I’d read and heard excerpts of the speech during the week, but it wasn’t until yesterday that I finally set aside the time to watch Obama’s 37-minute speech [transcript] in its entirety … and I’m glad I did. I admire the way that Obama was able – and willing – to articulate issues involving race that are typically considered undiscussibles, at least in national political discussions (e.g., anger that "may not get expressed in public, in front of white co-workers or white friends … but does find voice in the barbershop or around the kitchen table"). He embraced his multiracial heritage and shed light on some of the shadows that often permeate our thoughts, feelings and judgments about other races … and I found myself wondering how many critics of Obama’s controversial former pastor, Jeremiah Wright, have never harbored or uttered a racially motivated criticism.

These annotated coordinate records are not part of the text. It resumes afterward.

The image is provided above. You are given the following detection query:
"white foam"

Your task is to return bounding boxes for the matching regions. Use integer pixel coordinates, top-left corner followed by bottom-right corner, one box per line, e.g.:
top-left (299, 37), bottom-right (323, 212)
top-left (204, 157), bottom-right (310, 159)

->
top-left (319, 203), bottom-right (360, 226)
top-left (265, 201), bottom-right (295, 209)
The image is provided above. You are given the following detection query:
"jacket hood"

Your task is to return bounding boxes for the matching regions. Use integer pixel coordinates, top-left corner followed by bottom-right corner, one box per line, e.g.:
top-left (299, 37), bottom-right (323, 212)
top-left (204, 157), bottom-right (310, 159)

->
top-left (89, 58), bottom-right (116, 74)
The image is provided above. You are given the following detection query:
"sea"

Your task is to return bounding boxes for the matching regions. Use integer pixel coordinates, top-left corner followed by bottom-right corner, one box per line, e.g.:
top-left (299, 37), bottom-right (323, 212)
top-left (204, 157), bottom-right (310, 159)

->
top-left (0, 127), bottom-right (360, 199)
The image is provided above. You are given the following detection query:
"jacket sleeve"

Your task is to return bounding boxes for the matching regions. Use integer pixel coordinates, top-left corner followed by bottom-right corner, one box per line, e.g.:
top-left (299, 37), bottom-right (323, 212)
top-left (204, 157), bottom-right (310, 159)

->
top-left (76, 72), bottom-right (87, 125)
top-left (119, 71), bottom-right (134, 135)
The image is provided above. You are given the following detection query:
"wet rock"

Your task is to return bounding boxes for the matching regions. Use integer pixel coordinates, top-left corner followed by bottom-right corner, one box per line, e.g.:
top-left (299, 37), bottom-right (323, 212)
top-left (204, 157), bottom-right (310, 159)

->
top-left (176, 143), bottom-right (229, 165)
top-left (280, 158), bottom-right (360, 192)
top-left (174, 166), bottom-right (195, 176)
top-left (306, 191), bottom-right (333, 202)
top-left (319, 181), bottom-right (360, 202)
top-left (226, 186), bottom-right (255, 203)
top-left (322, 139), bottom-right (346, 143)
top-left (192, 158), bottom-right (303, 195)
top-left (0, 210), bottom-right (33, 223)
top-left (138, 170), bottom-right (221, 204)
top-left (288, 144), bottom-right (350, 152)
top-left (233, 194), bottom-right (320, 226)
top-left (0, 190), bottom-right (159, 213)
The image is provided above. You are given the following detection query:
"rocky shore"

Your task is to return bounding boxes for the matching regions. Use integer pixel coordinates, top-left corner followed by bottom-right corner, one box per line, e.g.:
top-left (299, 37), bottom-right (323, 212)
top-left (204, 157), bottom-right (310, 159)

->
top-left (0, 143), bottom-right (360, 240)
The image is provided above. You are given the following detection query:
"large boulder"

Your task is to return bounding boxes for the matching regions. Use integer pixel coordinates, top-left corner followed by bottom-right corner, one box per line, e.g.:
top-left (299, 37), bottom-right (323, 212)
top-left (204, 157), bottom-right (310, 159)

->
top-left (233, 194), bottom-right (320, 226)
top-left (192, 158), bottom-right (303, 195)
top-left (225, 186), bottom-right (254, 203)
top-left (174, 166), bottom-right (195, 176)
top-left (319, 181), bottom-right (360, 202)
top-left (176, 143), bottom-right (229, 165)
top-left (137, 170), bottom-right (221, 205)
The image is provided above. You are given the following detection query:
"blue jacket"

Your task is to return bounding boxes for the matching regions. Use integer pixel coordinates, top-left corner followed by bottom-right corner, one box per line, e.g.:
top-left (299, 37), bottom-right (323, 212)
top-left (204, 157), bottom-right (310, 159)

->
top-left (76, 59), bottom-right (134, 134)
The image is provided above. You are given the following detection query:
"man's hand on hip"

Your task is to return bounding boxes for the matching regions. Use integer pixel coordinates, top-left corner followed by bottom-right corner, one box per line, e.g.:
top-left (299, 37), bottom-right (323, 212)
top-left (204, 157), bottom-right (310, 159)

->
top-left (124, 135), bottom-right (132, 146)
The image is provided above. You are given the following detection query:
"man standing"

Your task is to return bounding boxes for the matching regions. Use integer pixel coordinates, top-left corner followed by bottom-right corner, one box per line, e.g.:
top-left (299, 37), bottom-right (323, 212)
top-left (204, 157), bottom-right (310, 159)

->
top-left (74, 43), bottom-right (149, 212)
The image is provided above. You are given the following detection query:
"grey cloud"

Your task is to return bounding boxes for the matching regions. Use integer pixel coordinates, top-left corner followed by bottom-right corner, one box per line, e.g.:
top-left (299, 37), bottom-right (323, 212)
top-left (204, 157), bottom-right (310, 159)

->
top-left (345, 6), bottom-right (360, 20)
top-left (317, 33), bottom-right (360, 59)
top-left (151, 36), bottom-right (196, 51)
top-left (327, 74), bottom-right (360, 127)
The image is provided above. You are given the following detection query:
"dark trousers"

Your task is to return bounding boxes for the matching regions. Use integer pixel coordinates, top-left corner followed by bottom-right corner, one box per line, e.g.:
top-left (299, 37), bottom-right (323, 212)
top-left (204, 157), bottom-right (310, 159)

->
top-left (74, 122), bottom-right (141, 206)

Obama offered a vision for what I might call a transracial union, based on my recent rumination on building a multidisciplinary team, which was greatly enhanced by Anne‘s comment introducing me to the concept of transdisciplinarity. I believe that Obama is, in effect, applying one definition of transdisciplinarity in scientific research to the far more politically charged topic of race. Riffing slightly on a Wikipedia definition of transdisciplinarity:
A transdisciplinary style of research [or politics] can only arise if the participating experts interact in an open discussion and dialogue, accepting each perspective as of equal importance and relating the different perspectives to each other. Working together in a transdisciplinary way is difficult because participating scientists [or politicians] are often overwhelmed by the amount of information in everyday’s practice and because of incommensurability of specialized languages in each of the fields of expertise. Therefore people with the competence of moderation, mediation, association and transfer are needed to initiate and promote a critical and still constructive dialogue. For these individuals it is crucial to have [their] own in-depth knowledge and know-how of the disciplines [or races] involved.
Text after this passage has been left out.